I have observations collected over a time period of 12 months. For each month, I recorded the total number of observations (n_per_month), the number of "success" events (n_success) and then computed the success rate as n_success/n_per_month (success_rate). Here it is an example of the data:
data_df = data.frame(month = 5:11,
n_per_month = c(17, 21, 15, 8, 14, 14, 1),
n_success = c(13, 13, 6, 6, 10, 14, 1),
success_rate = c(0.7647059, 0.6190476, 0.4, 0.75, 0.7142857,
1, 1))
Then I fitted a logistic regression using glm R function:
model_obs <- glm(success_rate ~ month, data = data_df,
family = binomial(), weights=n_per_month)
And add the corresponding fitted values in the original dataframe:
data_df$fitted = as.numeric(predict.glm(model_obs,
type = "response"))
Following a past posted question: Simulation of logistic regression power analysis - designed experiments, I modified that R code to perform post-hoc power analysis.

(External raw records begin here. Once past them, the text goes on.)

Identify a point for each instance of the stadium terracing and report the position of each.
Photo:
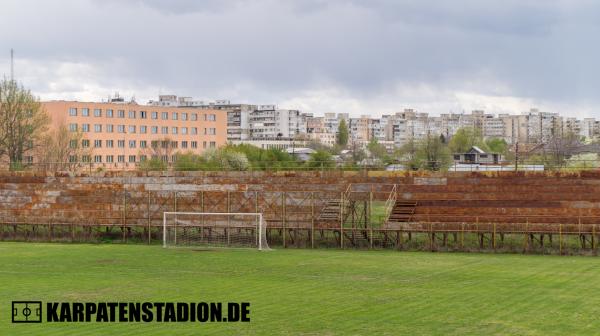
(536, 212)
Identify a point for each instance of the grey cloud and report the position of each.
(270, 50)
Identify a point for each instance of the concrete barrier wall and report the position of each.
(125, 197)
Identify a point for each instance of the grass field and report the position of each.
(310, 292)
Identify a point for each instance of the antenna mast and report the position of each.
(12, 65)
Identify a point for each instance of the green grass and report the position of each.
(311, 292)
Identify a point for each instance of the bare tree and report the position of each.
(62, 149)
(22, 121)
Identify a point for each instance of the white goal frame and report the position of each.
(260, 228)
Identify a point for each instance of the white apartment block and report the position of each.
(268, 122)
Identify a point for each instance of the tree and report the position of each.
(432, 154)
(23, 121)
(320, 159)
(342, 136)
(465, 138)
(378, 151)
(497, 145)
(62, 149)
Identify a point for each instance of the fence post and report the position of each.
(149, 220)
(342, 220)
(283, 219)
(560, 239)
(370, 219)
(312, 219)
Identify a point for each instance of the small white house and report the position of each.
(476, 155)
(301, 153)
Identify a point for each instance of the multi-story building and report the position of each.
(124, 134)
(359, 130)
(268, 122)
(542, 126)
(590, 128)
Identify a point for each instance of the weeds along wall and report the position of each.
(507, 210)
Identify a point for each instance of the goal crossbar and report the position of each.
(259, 226)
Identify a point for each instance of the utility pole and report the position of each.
(12, 65)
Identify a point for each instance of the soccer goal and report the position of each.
(215, 229)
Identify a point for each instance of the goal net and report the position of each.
(215, 229)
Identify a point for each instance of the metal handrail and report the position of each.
(391, 201)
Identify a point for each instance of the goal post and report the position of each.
(225, 229)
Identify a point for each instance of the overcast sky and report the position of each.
(357, 56)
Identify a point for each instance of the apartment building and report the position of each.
(268, 122)
(124, 134)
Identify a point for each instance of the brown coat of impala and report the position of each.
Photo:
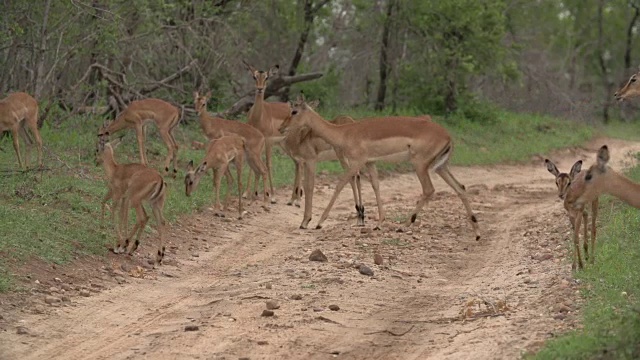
(267, 116)
(567, 185)
(137, 114)
(215, 127)
(308, 149)
(425, 144)
(19, 112)
(219, 154)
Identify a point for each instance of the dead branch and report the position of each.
(245, 102)
(390, 332)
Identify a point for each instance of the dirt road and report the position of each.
(438, 295)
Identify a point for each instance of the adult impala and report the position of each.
(19, 111)
(219, 153)
(137, 114)
(567, 185)
(425, 144)
(215, 128)
(303, 145)
(266, 116)
(601, 179)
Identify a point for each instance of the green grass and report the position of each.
(54, 215)
(611, 314)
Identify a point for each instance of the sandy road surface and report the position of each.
(438, 295)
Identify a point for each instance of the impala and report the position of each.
(215, 127)
(137, 114)
(567, 187)
(219, 154)
(308, 149)
(146, 185)
(425, 144)
(267, 117)
(19, 111)
(601, 179)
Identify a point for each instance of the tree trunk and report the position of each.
(384, 56)
(39, 75)
(632, 24)
(309, 16)
(606, 84)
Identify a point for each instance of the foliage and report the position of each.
(611, 314)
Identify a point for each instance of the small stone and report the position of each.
(317, 255)
(51, 300)
(272, 305)
(365, 270)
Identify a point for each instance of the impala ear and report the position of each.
(551, 167)
(274, 70)
(251, 69)
(603, 158)
(575, 169)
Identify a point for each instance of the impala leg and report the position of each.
(576, 242)
(308, 183)
(585, 227)
(446, 175)
(140, 138)
(16, 144)
(594, 215)
(268, 148)
(427, 190)
(166, 137)
(357, 192)
(375, 184)
(32, 123)
(295, 194)
(352, 171)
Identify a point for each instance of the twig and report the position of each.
(390, 332)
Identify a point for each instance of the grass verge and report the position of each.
(611, 314)
(53, 215)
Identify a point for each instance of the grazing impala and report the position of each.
(567, 187)
(219, 154)
(601, 179)
(19, 111)
(425, 144)
(215, 127)
(630, 89)
(164, 115)
(128, 185)
(267, 116)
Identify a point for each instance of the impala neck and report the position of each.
(258, 108)
(624, 189)
(324, 129)
(109, 163)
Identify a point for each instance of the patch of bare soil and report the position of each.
(246, 288)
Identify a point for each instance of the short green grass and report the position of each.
(54, 215)
(611, 314)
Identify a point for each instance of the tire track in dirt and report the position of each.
(437, 284)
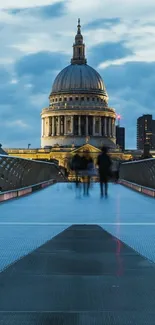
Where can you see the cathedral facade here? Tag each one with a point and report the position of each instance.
(78, 111)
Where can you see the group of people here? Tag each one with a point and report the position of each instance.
(84, 169)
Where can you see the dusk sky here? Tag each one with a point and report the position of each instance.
(36, 38)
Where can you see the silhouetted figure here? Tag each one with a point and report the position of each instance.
(76, 166)
(115, 169)
(104, 163)
(87, 165)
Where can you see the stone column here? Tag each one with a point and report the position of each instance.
(79, 126)
(72, 124)
(113, 127)
(86, 125)
(100, 127)
(58, 133)
(53, 126)
(42, 127)
(109, 127)
(50, 126)
(65, 125)
(93, 125)
(105, 126)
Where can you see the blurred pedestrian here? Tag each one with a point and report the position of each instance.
(87, 166)
(104, 163)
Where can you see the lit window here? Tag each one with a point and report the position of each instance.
(97, 125)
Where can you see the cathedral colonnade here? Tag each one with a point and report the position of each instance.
(78, 125)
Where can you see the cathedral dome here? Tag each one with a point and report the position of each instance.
(79, 78)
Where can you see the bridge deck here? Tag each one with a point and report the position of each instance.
(79, 273)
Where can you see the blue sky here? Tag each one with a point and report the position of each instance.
(36, 39)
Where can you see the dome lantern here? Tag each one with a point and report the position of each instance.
(78, 48)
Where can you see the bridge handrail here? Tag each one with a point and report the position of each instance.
(18, 172)
(141, 172)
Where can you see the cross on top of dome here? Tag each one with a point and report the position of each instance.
(78, 48)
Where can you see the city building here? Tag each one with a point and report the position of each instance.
(78, 111)
(145, 132)
(120, 137)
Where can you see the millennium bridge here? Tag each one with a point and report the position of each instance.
(68, 259)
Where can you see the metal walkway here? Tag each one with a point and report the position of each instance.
(71, 267)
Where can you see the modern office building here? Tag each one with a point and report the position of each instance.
(145, 132)
(120, 137)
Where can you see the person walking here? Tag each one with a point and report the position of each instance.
(104, 163)
(87, 165)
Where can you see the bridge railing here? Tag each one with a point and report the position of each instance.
(141, 172)
(18, 173)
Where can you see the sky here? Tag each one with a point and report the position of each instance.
(36, 38)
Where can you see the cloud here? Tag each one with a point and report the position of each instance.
(38, 63)
(120, 41)
(131, 91)
(25, 3)
(108, 52)
(102, 23)
(46, 12)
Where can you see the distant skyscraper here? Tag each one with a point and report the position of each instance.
(120, 137)
(145, 132)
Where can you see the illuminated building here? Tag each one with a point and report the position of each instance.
(78, 110)
(145, 132)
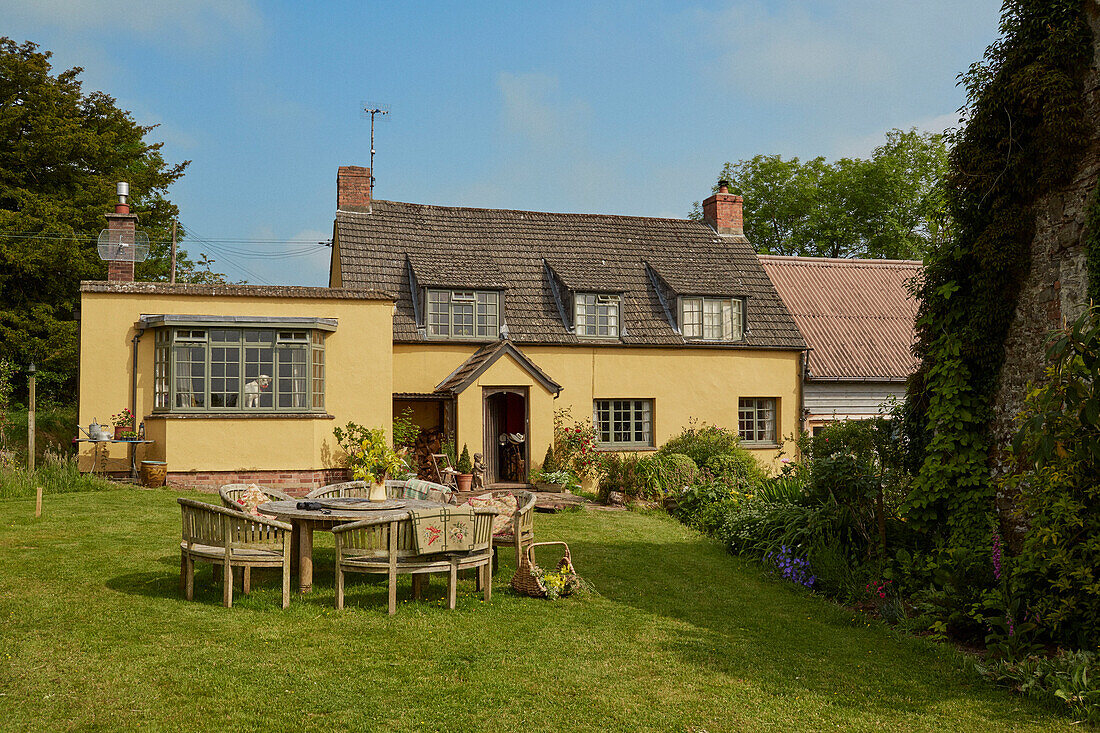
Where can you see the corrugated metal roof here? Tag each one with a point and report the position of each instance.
(856, 315)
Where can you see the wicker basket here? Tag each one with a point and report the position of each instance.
(528, 578)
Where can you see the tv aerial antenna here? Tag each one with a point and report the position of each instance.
(372, 109)
(123, 244)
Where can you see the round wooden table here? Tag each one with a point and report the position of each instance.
(306, 521)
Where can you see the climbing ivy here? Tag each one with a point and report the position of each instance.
(1024, 132)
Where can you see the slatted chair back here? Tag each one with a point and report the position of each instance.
(380, 538)
(231, 492)
(345, 490)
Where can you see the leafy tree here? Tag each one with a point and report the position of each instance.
(61, 153)
(890, 206)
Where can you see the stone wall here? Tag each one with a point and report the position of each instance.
(1056, 288)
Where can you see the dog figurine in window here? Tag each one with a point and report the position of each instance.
(252, 390)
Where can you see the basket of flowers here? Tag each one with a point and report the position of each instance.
(538, 582)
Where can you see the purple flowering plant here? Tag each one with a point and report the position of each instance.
(791, 567)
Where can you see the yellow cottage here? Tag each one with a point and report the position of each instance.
(483, 321)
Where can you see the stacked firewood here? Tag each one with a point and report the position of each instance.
(429, 441)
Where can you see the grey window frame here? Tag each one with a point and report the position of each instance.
(484, 325)
(284, 341)
(640, 412)
(737, 319)
(612, 307)
(749, 409)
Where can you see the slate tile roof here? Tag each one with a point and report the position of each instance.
(856, 315)
(503, 249)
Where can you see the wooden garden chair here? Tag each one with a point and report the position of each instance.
(388, 547)
(232, 539)
(444, 473)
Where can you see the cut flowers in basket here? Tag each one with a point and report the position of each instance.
(125, 418)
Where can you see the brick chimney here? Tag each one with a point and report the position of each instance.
(353, 188)
(723, 211)
(122, 226)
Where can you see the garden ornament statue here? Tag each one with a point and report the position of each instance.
(479, 471)
(252, 390)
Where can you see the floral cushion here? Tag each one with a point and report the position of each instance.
(506, 504)
(251, 500)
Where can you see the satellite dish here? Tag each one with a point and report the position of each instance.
(116, 245)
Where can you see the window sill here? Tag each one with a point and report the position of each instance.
(240, 416)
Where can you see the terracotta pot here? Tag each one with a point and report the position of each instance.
(153, 473)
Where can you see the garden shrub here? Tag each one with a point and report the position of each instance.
(703, 442)
(1071, 679)
(738, 469)
(674, 471)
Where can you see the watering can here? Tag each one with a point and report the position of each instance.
(96, 431)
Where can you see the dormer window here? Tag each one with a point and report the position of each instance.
(712, 319)
(596, 316)
(463, 314)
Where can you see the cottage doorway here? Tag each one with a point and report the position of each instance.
(506, 439)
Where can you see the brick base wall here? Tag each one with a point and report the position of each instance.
(296, 483)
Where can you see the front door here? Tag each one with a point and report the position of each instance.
(506, 440)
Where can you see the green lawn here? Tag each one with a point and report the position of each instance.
(680, 637)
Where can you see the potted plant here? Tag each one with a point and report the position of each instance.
(465, 469)
(122, 422)
(374, 460)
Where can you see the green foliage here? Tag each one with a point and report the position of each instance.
(636, 477)
(575, 445)
(464, 465)
(890, 206)
(1067, 678)
(549, 462)
(61, 155)
(674, 471)
(738, 469)
(702, 442)
(367, 453)
(1057, 478)
(405, 430)
(1024, 133)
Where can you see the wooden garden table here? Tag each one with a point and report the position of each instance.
(306, 521)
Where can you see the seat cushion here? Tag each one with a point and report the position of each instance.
(505, 503)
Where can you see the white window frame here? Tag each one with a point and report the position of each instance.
(473, 315)
(624, 424)
(596, 316)
(712, 319)
(758, 420)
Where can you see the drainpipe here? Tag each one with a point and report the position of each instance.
(133, 396)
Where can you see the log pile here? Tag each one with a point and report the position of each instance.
(429, 441)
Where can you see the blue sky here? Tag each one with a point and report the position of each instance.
(600, 107)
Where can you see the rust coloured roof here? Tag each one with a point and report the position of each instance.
(856, 315)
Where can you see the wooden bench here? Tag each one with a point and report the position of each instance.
(388, 547)
(232, 539)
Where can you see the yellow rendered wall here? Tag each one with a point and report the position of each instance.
(359, 384)
(704, 384)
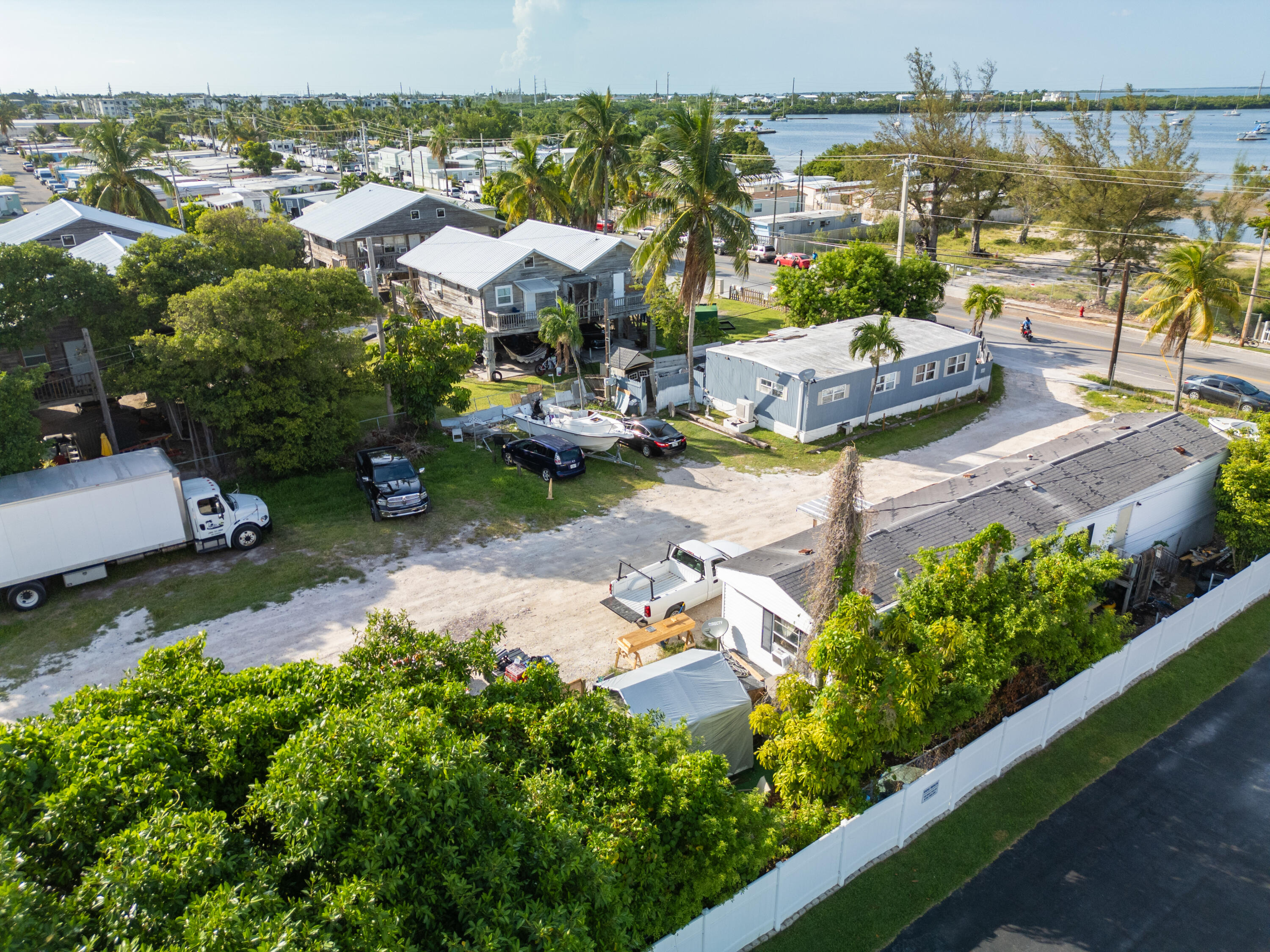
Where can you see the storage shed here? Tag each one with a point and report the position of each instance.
(806, 385)
(701, 688)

That is, I wanted to know how reliable is the success rate I computed from the observed data, given the sample size of each month. For this example code, I repeat the analysis 10 times (repetitions) and record the results of the power analysis in significant matrix. In this post-hoc power analysis I assume that the rates estimated from the observed data are true.
repetitions = 10
significant = matrix(nrow=repetitions, ncol=3)
for(i in 1:repetitions){
final_rep = NULL
for(j in 1:nrow(data_df)){
resp_val = rbinom(n=data_df$n_per_month[j], size=1,
prob=data_df$fitted[j])
tmp_df = data.frame(month=rep(data_df$month[j],
length(resp_val)), events=resp_val)
final_rep = rbind(final_rep, tmp_df)
}
n_success_df = aggregate(events ~ month, data = final_rep, sum)
n_month_df = aggregate(events ~ month, data = final_rep, length)
rep_df = data.frame(month=n_success_df$month,
n_per_month=n_month_df$events,
n_success=n_success_df$events)
rep_df$success_rate = rep_df$n_success/rep_df$n_per_month
model <- glm(success_rate ~ month, data = rep_df,
family = binomial(), weights=n_per_month)
significant[i, 1] = (summary(model)$coefficients[2, 4]<.05)
significant[i, 2] = sum(significant[i, 1])
modelDev = model$null.deviance-model$deviance
significant[i, 3] = (1-pchisq(modelDev, 1))<.05
rm(temp_df, count_df, rep_df, model, modelDev)
}
sum(significant[, 2]==1)/repetitions
Would you agree with this procedure?